Это желание было таким безумным и таким нестерпимым, что от него кружилась голова. А затем в мозгу молнией вспыхнуло: это наконец случилось, ее тело содрогается от сладострастия, потому что она хочет этого мужчину всем своим существом. Она потянулась к Эдвину, крепко прижалась к нему и ощутила прикосновение его пламенной кожи. С тихим стоном Долорес нашла его рот и жадно припала к нему.
Этот поцелуй был похож на взрыв. Сознание, время, пространство исчезли. Остались только огонь и жар.
Мысли дико плясали, кровь кипела, тело двигалось в древнейшем на свете ритме, перед глазами плыли цветные круги. Какая нежная пытка, какая сладкая мука…
— Долорес… — хрипло прошептал Эдвин, слегка отстранился и, тяжело и часто дыша, пытливо посмотрел в ее глаза. Его тело напряглось.
Она видела в этом взгляде голод, страсть… и нежность. Он ласково убрал с ее лба влажную прядь волос, и этого Долорес уже не выдержала.
— Я хотел, чтобы это тянулось долго, — все еще слегка задыхаясь, сказал Оливер. Уголок его рта предательски пополз вверх. — Но… ничего не могу с собой поделать…

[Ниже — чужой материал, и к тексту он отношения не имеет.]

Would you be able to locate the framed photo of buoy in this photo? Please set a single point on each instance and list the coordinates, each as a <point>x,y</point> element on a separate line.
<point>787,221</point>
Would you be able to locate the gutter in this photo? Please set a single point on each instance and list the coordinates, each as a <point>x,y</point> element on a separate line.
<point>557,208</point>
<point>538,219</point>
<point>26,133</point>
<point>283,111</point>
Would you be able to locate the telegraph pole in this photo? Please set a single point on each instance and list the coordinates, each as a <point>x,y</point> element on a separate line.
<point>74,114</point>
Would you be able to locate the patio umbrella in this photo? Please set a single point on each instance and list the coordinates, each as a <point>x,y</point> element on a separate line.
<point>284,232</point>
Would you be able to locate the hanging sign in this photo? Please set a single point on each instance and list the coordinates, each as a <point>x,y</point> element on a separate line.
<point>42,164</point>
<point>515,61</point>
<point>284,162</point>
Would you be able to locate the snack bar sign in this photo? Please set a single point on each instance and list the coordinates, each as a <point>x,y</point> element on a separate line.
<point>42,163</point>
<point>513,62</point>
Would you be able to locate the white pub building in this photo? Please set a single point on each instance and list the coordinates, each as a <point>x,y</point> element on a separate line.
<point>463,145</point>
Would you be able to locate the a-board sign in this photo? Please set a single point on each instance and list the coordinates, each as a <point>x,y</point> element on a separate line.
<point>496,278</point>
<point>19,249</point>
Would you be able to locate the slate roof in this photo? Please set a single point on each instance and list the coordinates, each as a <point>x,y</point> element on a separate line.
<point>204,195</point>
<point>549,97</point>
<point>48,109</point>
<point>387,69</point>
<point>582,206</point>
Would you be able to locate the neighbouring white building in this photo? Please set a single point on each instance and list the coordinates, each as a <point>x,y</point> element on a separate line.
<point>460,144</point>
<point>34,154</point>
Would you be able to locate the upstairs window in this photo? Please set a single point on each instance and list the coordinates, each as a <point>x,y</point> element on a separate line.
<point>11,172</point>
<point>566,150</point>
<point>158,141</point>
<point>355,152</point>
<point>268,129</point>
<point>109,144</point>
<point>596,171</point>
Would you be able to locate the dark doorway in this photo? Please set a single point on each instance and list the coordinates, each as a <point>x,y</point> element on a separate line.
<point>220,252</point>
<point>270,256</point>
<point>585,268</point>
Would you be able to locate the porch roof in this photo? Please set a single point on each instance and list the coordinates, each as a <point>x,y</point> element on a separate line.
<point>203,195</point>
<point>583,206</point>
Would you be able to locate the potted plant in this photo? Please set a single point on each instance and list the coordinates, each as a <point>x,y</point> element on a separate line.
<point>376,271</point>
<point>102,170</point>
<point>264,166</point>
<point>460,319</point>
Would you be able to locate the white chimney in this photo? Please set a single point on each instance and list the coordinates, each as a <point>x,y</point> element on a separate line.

— Я тоже… — пробормотала Долорес, чувствуя, как ее тело изнывает и содрогается от желания, и прикоснулась ладонью к его влажному, теплому лицу. — Хочу тебя до боли, — страстно прошептала она. — Я не знала, что могу так хотеть, что способна на такое…
Эдвин негромко ахнул, прижался к ее губам и ритмично задвигался. Она чувствовала себя наполненной. Наполненной им, любовью и неистовым, яростным желанием.
— О, — стонала она. — О, о-о… — И это наконец случилось. Любовников подхватил ураган, унес в небеса… А потом они вцепились друг в друга и кувырком полетели в бездонную пропасть…
Измученные, переполненные наслаждением, они лежали в объятиях друг друга на смятых простынях. Долорес никогда не чувствовала себя более счастливой.